Throughout the 2013 Spring semester, I will be working as a consultant for a company working in the clean water and sanitation space along with a team of six taking a Business Model Design course at Northeastern University. This company we are supporting, like many others around the world, are pursuing one of the most life-saving social missions in the developing world. It is summarized as goal 7C of the United Nations Millennium Development Goals: “halve, by 2015, the proportion of the population without sustainable access to safe drinking water and basic sanitation.” As millions die each year due to waterborne illnesses, researchers and entrepreneurs around the world are looking for solutions that can save lives. The following is a review of some of the names tirelessly working away at this problem along with a brief summary of the business models that allow their work to be sustainable.
First off, two of the biggest names in clean water movements are charity: water and water.org. These are primarily aid organizations with heavy celebritysupport. They run some of the most effective philanthropic social media campaigns and by doing so, are able to raise millions of dollars that have been invested in water well and deposit construction projects around the developing world. The construction of such projects are done by partnering organizations based in the communities at stake.
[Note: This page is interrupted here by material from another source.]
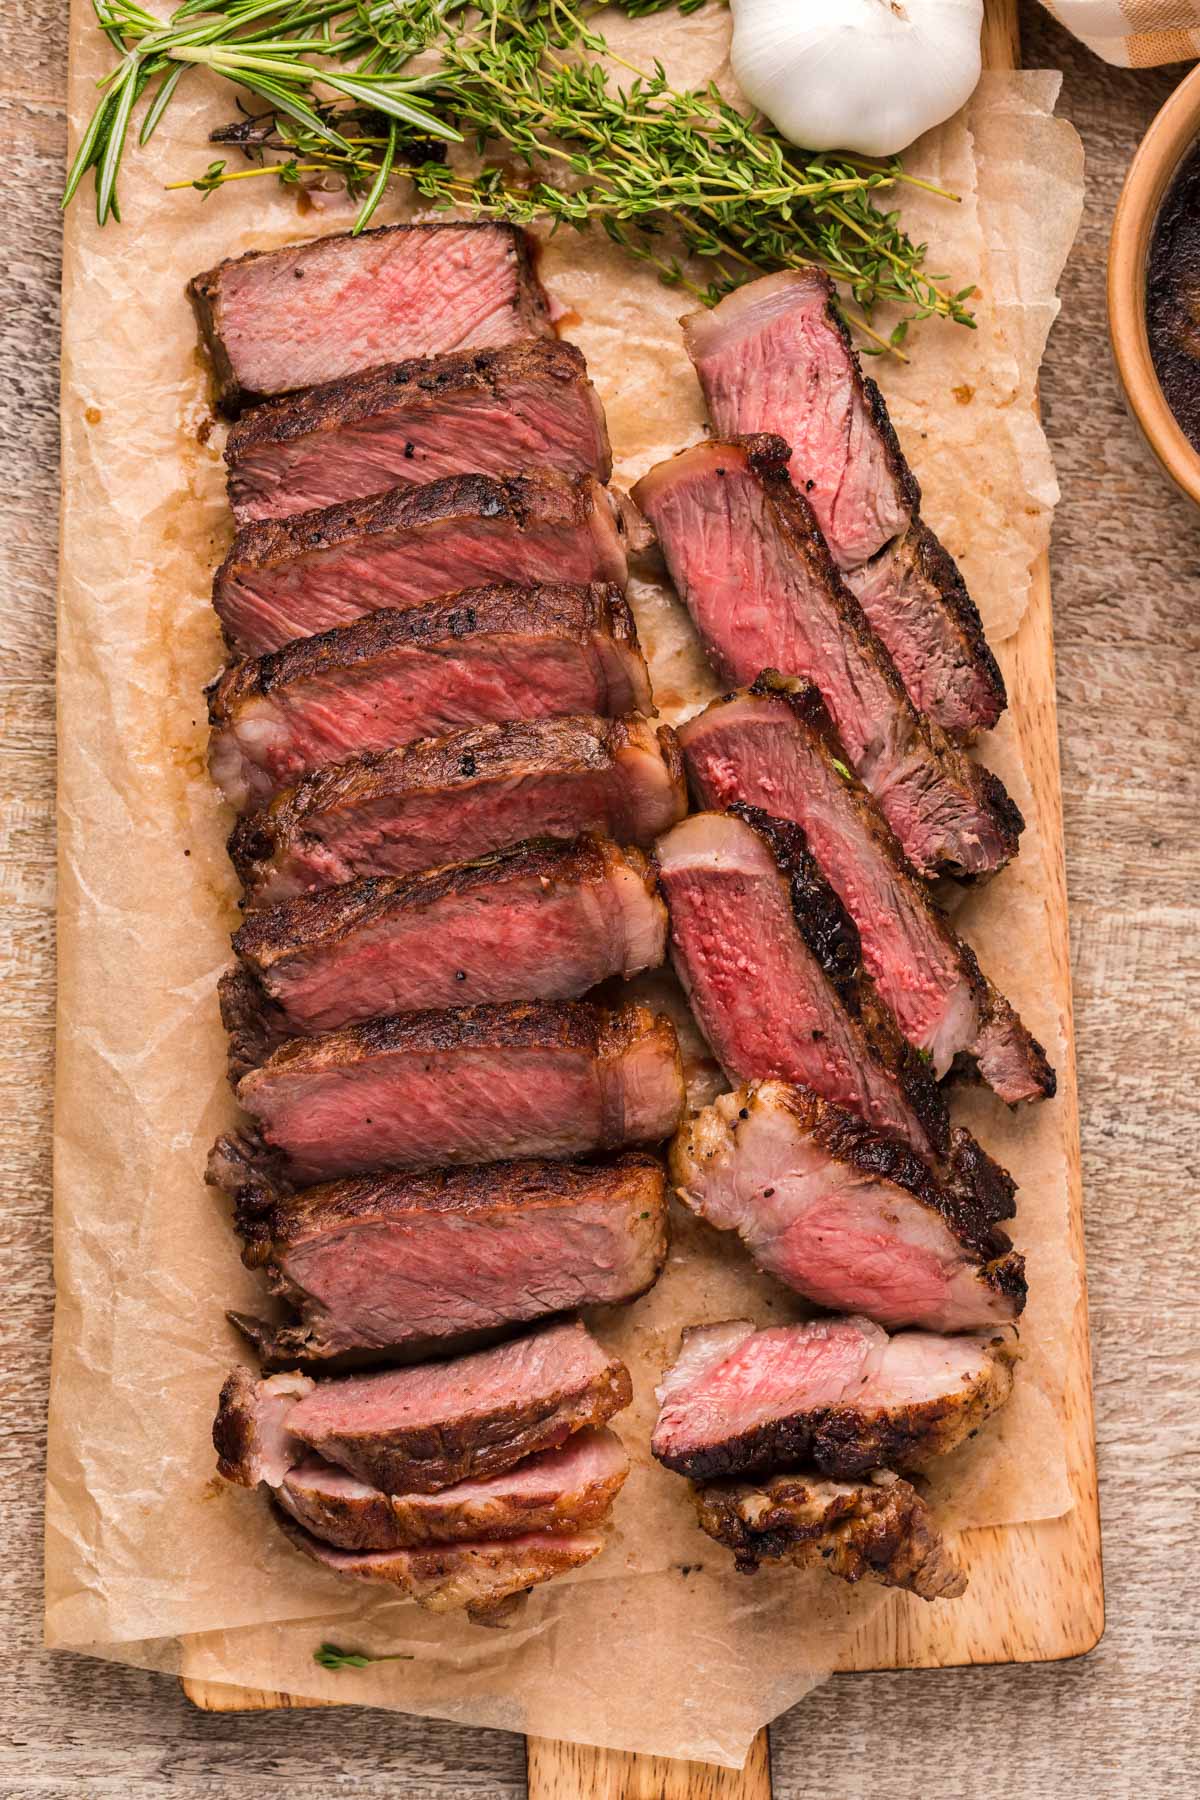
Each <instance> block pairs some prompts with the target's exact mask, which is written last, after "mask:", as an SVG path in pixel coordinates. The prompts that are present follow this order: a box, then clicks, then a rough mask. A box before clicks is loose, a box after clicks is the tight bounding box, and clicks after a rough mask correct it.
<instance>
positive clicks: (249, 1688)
mask: <svg viewBox="0 0 1200 1800" xmlns="http://www.w3.org/2000/svg"><path fill="white" fill-rule="evenodd" d="M1018 61H1020V36H1018V20H1016V0H986V16H984V67H988V68H1016V67H1018ZM1004 652H1006V653H1004V659H1002V661H1004V673H1006V679H1007V686H1009V695H1011V697H1013V707H1011V711H1013V718H1015V722H1016V729H1018V733H1020V740H1022V749H1024V760H1025V770H1027V774H1029V781H1031V787H1033V790H1034V794H1036V799H1038V808H1040V817H1042V821H1043V828H1045V839H1047V893H1045V907H1047V916H1049V936H1051V941H1052V967H1051V968H1049V970H1047V981H1049V986H1051V990H1052V995H1054V999H1056V1001H1058V1006H1060V1008H1061V1017H1063V1021H1065V1051H1067V1053H1065V1055H1063V1060H1061V1064H1060V1069H1058V1098H1056V1102H1054V1114H1056V1118H1058V1125H1060V1130H1061V1136H1063V1143H1065V1150H1067V1165H1069V1208H1070V1251H1072V1256H1074V1260H1076V1264H1078V1267H1079V1274H1081V1276H1083V1193H1081V1175H1079V1114H1078V1100H1076V1069H1074V1028H1072V1013H1070V945H1069V936H1067V878H1065V868H1063V848H1061V842H1063V832H1061V787H1060V772H1058V718H1056V704H1054V621H1052V608H1051V574H1049V560H1045V558H1043V560H1042V562H1040V563H1038V565H1036V567H1034V578H1033V592H1031V598H1029V607H1027V610H1025V616H1024V619H1022V625H1020V628H1018V632H1016V637H1015V639H1011V641H1009V643H1007V644H1006V646H1004ZM1067 1355H1069V1361H1067V1372H1065V1395H1063V1431H1065V1440H1067V1462H1069V1471H1070V1487H1072V1494H1074V1508H1072V1512H1069V1514H1065V1516H1063V1517H1061V1519H1045V1521H1040V1523H1034V1525H1009V1526H997V1528H990V1530H979V1532H972V1534H970V1539H968V1546H966V1548H968V1566H970V1577H972V1580H970V1588H968V1591H966V1595H964V1597H963V1598H961V1600H955V1604H954V1606H937V1607H930V1606H927V1604H925V1602H921V1600H916V1598H912V1597H910V1595H896V1597H894V1598H892V1602H891V1604H889V1606H885V1607H882V1609H880V1611H878V1613H876V1615H874V1616H873V1618H871V1622H869V1625H867V1627H864V1631H860V1633H858V1634H856V1636H855V1638H853V1640H851V1642H849V1643H847V1647H846V1652H844V1656H842V1660H840V1663H838V1669H844V1670H871V1669H946V1667H957V1665H963V1663H1040V1661H1058V1660H1061V1658H1067V1656H1083V1654H1085V1652H1087V1651H1090V1649H1094V1647H1096V1643H1097V1642H1099V1638H1101V1634H1103V1629H1105V1591H1103V1573H1101V1550H1099V1508H1097V1494H1096V1442H1094V1427H1092V1370H1090V1354H1088V1327H1087V1294H1085V1291H1083V1283H1081V1289H1079V1303H1078V1309H1076V1318H1074V1321H1072V1332H1070V1337H1069V1352H1067ZM266 1672H268V1670H264V1674H266ZM184 1692H185V1694H187V1697H189V1699H191V1701H193V1703H194V1705H196V1706H201V1708H205V1710H207V1712H261V1710H268V1708H273V1706H297V1705H309V1703H308V1701H300V1699H295V1697H293V1696H288V1694H273V1692H270V1690H259V1688H254V1690H250V1688H236V1687H225V1685H216V1683H205V1681H189V1679H187V1678H184ZM529 1796H531V1800H770V1753H768V1741H766V1732H759V1735H757V1739H756V1741H754V1746H752V1750H750V1757H748V1759H747V1766H745V1769H741V1771H730V1769H718V1768H711V1766H707V1764H698V1762H673V1760H669V1759H666V1757H637V1755H630V1753H624V1751H612V1750H594V1748H588V1746H583V1744H563V1742H556V1741H552V1739H545V1737H536V1739H529Z"/></svg>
While the above groups are primarily advocacy and fundraising based, other organizations are innovating on the technology front. LifeStraw is a ‘point-of-use’ technology that literally acts as a straw to be used when drinking dirty water right from the source, such as from a river stained by pollution or animal excrement or a water well that lacks proper insulation. LifeStraw’s business model includes receiving funding from major NGOs to distribute their product for free in the developing world, while also marketing their product to people of the first world who hike and camp outdoors.
The second element of this Millennium Development Goal is to provide basic sanitation to the developing world. Because the concept and possibility of sewage systems as we picture them in the first world are currently unfeasible to build in many rural developing communities, it is very normal for human and animal waste to be ‘deposited’ in back yards or by water sources. Flooding, for example, can then lift this waste and mix it in with the same water sources that people are drinking from. Because waste is toxic and filled with bacteria, the international community has recognized that investments must be made into sanitation infrastructure in developing communities. Some of the world’s most famous philanthropists, such as Bill Gates through the Bill and Melinda Gates Foundation, have invested in sanitation projects aimed at tackling this issue. One such project the Gates support is a solar-powered toilet designed by California Institute of Technology professor Michael Hoffman. Solar energy is harnessed to power an electrochemical reactor which breaks down waste and creates fertilizer or energy that is recycled to power the flushing mechanism on the toilet. The toilet uses no outside water source and produces no pollutants. No plans have yet been released regarding this group’s business model.
These are just some of the hundreds of brilliant innovators around the world using technology, business, or systems-based approaches to solve the world’s most pressing demands. Their impact on lives saved can be seen in the numbers. According to the World Bank, 1.6 billion people gained access to clean drinking water from 1990 to 2006, making Millennium Development Goal #7 one of only two goals (out of eight super-goals) that will have been achieved by the UN-mandated deadline of 2015. The work is not complete, however, as 2.5 billion people still lack basic sanitation and 8% of the world’s population — eight in one hundred people — will still not have access to clean water by 2015.